Inglewood a refusé hier la construction d’un Wal-Mart géant, illustrant les craintes croissantes devant les méthodes du numéro un mondial de la distribution, accusé de tuer le petit commerce et de piétiner les droits de ses salariés. Lors d’un
Photo: Agence Reuters Inglewood a refusé hier la construction d’un Wal-Mart géant, illustrant les craintes croissantes devant les méthodes du numéro un mondial de la distribution, accusé de tuer le petit commerce et de piétiner les droits de ses salariés. Lors d’un

New York — Une banlieue de Los Angeles a refusé hier la construction d'un Wal-Mart géant, illustrant les craintes croissantes devant les méthodes du numéro un mondial de la distribution, accusé de tuer le petit commerce et de piétiner les droits de ses salariés.

Lors d'un référendum, les électeurs de la ville californienne d'Inglewood ont rejeté à 66 % le projet d'installation d'un mégamarché Wal-Mart sur le territoire de la commune.

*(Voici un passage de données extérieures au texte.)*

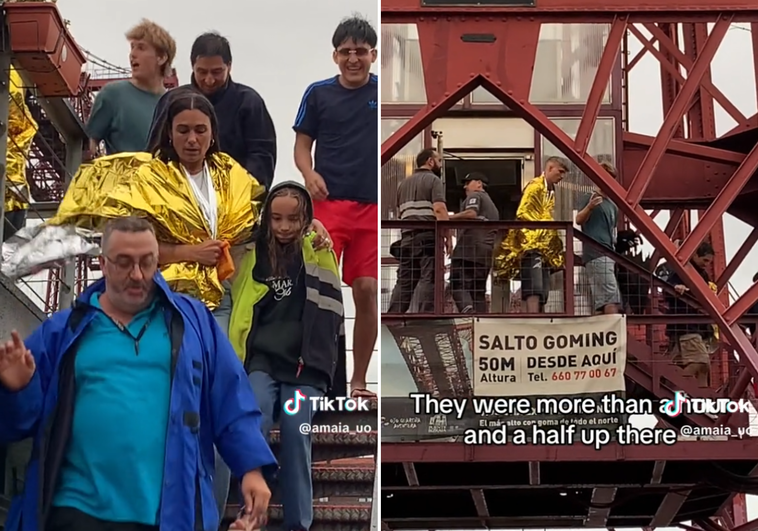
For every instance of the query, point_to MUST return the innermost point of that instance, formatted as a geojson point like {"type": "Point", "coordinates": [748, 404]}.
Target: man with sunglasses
{"type": "Point", "coordinates": [126, 395]}
{"type": "Point", "coordinates": [340, 116]}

Wal-Mart, qui avait lui-même poussé à la tenue de ce référendum et dépensé près d'un million $US en campagne pour contrer le refus des autorités locales, espérait ainsi construire son magasin sans passer par les études de faisabilité, d'impact sur l'environnement et les auditions publiques.

La ville d'Oakland, près de San Francisco, a l'an dernier empêché l'implantation d'un Wal-Mart sur son territoire, mais le groupe avait réussi à contourner l'opposition d'autres communes, au moyen de référendums.

À Inglewood, Wal-Mart faisait miroiter la perspective de 1200 nouveaux emplois pour cette banlieue déprimée, trois à cinq millions $US annuels de retombées fiscales pour la commune, sans oublier les prix défiant toute concurrence pratiqués par le distributeur. «C'est important que les consommateurs d'Inglewood aient les mêmes occasions d'achat que ceux des communes voisines», faisait valoir le porte-parole de Wal-Mart, Peter Kanelos, dans la presse locale.

Mais les arguments économiques n'ont pas fait le poids alors que l'expansion de Wal-Mart en Californie, où le groupe prévoit d'ouvrir 40 nouveaux magasins, a pris depuis plusieurs mois une tournure politique et sociale loin du simple projet d'entreprise.

Un ogre

Grâce à ses tarifs défiants toute concurrence, Wal-Mart est devenu aux yeux de ses détracteurs un ogre qui menace le commerce local. Mobilisé contre le distributeur, le révérend Jesse Jackson s'était impliqué dans le référendum, déclarant mardi qu'il y a «à Inglewood une peur légitime, la peur de voir un cheval de Troie économique faire le vide autour de lui».

«Ils vont pratiquer des tarifs très faibles pour prendre la place [de leurs concurrents] et quand ces derniers seront tous partis, alors ils augmenteront leurs prix de nouveau», accusait la représentante démocrate Maxine Waters.

Wal-Mart traîne aussi derrière lui une réputation douteuse en matière de pratiques sociales. Le syndicat américain de la distribution l'accuse régulièrement de sous-payer ses employés, d'empêcher toute syndicalisation et de mener une politique discrimininatoire envers les femmes.

Le distributeur est également accusé de faire pression sur ses fournisseurs, «forcés» de délocaliser leurs productions pour conserver leurs contrats, une question désormais brûlante, au coeur de la campagne pour la présidentielle en novembre.

Champion de la mondialisation économique, Wal-Mart ne fait «rien pour globaliser les normes du travail, de la santé, de l'environnement ou de la condition féminine», a résumé Jesse Jackson.

Sans oublier les accusations plus sordides: au début de l'année, le quotidien New York Times avait affirmé que Wal-Mart enfermait ses travailleurs de nuit à l'intérieur de certains magasins, pour mieux les surveiller et empêcher les vols. Et, fin 2003, des centaines de clandestins avaient été découverts travaillant chez Wal-Mart, par l'entremise de sous-traitants assurant le nettoyage.

Le groupe qui emploie plus de 1,3 million de personnes comptait à la fin de l'exercice 2002-03 plus de 3200 magasins aux États-Unis et plus de 1100 à l'étranger.